Game on in EV!

There has been a considerable attention all of us have paid towards the EV play stocks, ranging from charging station operators to auto components makers to vehicle producers. With India having unveiled its EV charging policy today, my gut has been proven right and I now firmly believe India’s EV play is likely to be similar to its Telecom revolution. Let’s see what, how and why.

There’s no denying the fact that EV is here to stay. However, a lot of people have been betting on companies vying to put in Charging stations such as Tata Power etc, which in my opinion is a bit misjudged bet. If EV is like our telecom revolution, it’s end game is every person charging at her home with a plug-in fast charger, which charges in under 30 minutes to run atleast 500km in single charge. This vehicle has to compete with the IC vehicles in performance, looks and durability, ofcourse along with price. Now on the former front, players such as battery makers, charging infrastructure players are being rewarded and on the latter front, it’s about which car or bike is better and who wins the race.

If we see how telephones have moved to smart phones, the real juice is in garnering market share in smartphones, and not in being a component maker to iPhone or Vivo. Also, the charging station operators will be like the PCO operator or a cyber cafe guy whose shop was killed the moment people got wireless phone at cheap rates and cheap data to consume. In 2002, anybody who would have said India’s telecom story will be huge is proved right. However,if you would have believed that a guy running a STD booth wi be rich ten years later, than you misjudged. It’s extinct now. Similarly, if you believed Indians will consume a lot of smartphones , you were right. However, if you believed, it will be great for cheap Chinese firms or telecom companies, you misjudged.

Similarly, this whole charging station theme is going to take us nowhere. Today, India has allowed anybody to operate a charging station without license. So a guy running a shop can very well open one and he doesn’t need Tata Power to set him one. He can just put solar panels on his rooftop and provide a socket. Also, come elections, politicians will offer free charging stations, zero price etc as freebies and in five years, even though we will have huge number of charging stations, nobody will be paying a dime for them.

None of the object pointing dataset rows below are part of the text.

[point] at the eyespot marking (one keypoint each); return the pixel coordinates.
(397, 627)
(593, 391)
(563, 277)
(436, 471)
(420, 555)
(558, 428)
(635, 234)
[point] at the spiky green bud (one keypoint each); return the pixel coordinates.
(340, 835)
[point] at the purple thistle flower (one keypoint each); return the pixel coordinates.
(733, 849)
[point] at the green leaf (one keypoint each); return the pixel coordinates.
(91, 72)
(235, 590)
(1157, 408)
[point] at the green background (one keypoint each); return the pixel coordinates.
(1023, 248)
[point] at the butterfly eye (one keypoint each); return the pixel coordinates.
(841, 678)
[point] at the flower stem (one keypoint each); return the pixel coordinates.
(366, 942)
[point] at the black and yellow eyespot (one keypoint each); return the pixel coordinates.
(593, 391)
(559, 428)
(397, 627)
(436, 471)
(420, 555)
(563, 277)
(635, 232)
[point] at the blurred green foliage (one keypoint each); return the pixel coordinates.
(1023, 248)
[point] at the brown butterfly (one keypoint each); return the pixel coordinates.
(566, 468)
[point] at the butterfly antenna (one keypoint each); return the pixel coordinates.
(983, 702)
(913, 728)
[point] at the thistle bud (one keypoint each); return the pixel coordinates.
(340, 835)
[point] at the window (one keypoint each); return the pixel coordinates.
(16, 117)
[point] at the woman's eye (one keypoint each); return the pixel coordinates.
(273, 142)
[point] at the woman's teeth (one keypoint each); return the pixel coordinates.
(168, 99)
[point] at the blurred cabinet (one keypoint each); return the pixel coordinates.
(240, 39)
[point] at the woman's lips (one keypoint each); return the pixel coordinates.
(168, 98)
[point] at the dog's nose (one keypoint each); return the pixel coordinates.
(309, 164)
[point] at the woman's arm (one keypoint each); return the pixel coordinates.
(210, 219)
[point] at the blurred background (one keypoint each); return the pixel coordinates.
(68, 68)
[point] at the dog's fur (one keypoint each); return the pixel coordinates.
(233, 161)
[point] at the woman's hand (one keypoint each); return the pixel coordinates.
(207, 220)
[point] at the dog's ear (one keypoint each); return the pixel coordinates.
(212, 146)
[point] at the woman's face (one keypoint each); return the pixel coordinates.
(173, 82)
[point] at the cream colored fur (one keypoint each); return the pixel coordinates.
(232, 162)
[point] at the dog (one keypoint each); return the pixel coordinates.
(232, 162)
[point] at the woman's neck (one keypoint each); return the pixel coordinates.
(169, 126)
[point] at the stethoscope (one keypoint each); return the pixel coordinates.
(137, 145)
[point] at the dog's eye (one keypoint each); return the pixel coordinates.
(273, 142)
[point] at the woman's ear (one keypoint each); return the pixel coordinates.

Secondly, those believing that a battery maker is going to make a lot of money needs to look no further than her smartphone. Ten years ago, in an age where we have less than a GB RAM and one camera, a decent phone cost not less than 30k. Now, at the same price, you have almost 12GB ram and latest operating system. So even when the phone got smarter year after year, it’s almost being offered at same price, which means adjusted for inflation, phones are getting cheaper every year. And for every company to survive, they have to bring out even smarter phones at same price range, barring let’s say Apple.

In the same way, batteries will keep getting more powerful and cheaper as EV revolution unfold. So except a few early players, they are not going to make a killing. Also, in five years time, when you’ll have your car being recharged in 15 minutes to run 500km, you will still not be paying extra bucks for battery.

However, the real juice in telecom was made by the phone manufacturers who led the way. Apple is now worth more than $3 trillion. Similarly, we have Tesla over a trillion market cap. My bet is, a carmaker who can keep rolling out models after models of cars which can be better in all ways will get a disproportionate share of market’s adulation. And the ones who think they can wait it out are staring at irrelevance.

On this note, we had Greaves Cotton suddenly being treated because it has significant stake in Ampere which makes electric two wheelers. If that’s a template which is going to play itself out, Hero might be on the cusp of a very strong upmove as it owns 34% in Ather Energy, another electric startup and just yesterday announced another 420crores investment to raise its stake further.

So in my view, this Tata Chemicals and Tata Power type fad will fade away. These two will still survive as they’re part of a larger Tata plan to build in house capacity to eventually sell more Tata Motors cars. However, other companies which have caught investor frenzy recently might not take you to the moon and back.